When Adkisson contacted the Department of Corrections, she was told sex offenders cannot live within 2,000 feet of a school zone. Local police were allowing Chambers to live there for reasons unknown, she said.
“I’m not judging the guy, but rules are rules,” Adkisson said. “He’s got to go. He can find somewhere else to live.”
Chambers is listed on the Oklahoma Department of Corrections sex offender registry as a Level One offender. He was convicted of three counts of indecent exposure in November 2006. Records show his end of registration date is Oct. 9, 2023.
Records also show that he was charged with failure to register as a sex offender in McClain County in February 2011.
Lexington Chief of Police Deana Allen said Wednesday that when she was notified that Chambers was a registered sex offender living near the school in July, she called DOC to find out more.

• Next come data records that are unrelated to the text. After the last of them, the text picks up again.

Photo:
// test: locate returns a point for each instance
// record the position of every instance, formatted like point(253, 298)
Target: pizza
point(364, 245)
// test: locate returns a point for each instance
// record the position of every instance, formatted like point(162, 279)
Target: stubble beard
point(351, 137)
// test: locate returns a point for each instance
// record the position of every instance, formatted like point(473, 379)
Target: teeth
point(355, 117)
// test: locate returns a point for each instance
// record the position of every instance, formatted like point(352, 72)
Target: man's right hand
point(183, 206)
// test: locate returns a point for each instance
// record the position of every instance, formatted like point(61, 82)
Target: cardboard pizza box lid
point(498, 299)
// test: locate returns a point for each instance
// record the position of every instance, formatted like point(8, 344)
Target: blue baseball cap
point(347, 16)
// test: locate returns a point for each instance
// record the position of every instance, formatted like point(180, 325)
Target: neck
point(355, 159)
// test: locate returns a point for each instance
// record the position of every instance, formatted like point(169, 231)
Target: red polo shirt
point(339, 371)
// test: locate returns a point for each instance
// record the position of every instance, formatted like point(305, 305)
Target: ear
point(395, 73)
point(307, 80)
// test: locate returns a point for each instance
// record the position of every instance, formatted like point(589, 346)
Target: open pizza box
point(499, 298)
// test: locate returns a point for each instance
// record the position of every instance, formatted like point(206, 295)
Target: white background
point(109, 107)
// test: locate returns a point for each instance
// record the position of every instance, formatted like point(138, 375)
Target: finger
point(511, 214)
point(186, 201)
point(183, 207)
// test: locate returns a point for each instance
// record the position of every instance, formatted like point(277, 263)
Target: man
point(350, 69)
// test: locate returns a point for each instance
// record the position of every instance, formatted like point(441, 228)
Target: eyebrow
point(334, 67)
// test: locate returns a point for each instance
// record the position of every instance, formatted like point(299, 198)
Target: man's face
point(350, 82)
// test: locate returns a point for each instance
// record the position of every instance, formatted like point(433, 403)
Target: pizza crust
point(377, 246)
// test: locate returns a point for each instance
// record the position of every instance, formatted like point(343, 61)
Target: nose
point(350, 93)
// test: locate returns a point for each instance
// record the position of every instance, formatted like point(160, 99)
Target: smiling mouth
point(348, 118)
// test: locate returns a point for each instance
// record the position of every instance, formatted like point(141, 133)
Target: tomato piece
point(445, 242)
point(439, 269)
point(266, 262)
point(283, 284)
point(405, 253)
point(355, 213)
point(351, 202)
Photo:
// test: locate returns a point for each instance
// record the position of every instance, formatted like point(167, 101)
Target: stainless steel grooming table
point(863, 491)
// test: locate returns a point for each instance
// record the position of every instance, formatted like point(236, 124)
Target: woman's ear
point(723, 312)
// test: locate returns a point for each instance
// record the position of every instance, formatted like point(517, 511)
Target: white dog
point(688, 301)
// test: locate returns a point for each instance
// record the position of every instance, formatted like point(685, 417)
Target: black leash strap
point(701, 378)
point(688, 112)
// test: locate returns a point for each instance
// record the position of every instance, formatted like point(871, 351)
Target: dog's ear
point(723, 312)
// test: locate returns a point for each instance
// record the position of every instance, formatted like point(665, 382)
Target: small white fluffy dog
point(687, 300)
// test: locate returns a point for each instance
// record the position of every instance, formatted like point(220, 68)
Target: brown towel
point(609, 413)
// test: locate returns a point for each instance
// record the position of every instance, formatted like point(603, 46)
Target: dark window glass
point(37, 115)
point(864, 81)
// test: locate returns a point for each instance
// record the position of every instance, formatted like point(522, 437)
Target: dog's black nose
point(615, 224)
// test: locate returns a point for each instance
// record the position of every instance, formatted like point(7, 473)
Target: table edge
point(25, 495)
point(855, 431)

Apparently someone at DOC said because it was not his residence, he was the lowest-level sex offender and he was taking care of elderly parents, she couldn’t make him leave.
“We are such a small community, any time a sex offender wants to live here, they’re turned away,” Allen said. “Anywhere you live is close to schools and parks, which is a good thing for us, except there seems to be this one loophole.”
Allen found out Thursday that there was no loophole. After calling the DOC’s sex offender registry again, she said she was told incorrect information because the person who gave her the initial information was a new employee.
“She wasn’t clear on what the rules and regulations were,” Allen said. “He didn’t fit the criteria because he didn’t own the home (when he committed the crime).”
Allen said they have taken care of the situation and “he is essentially gone now.”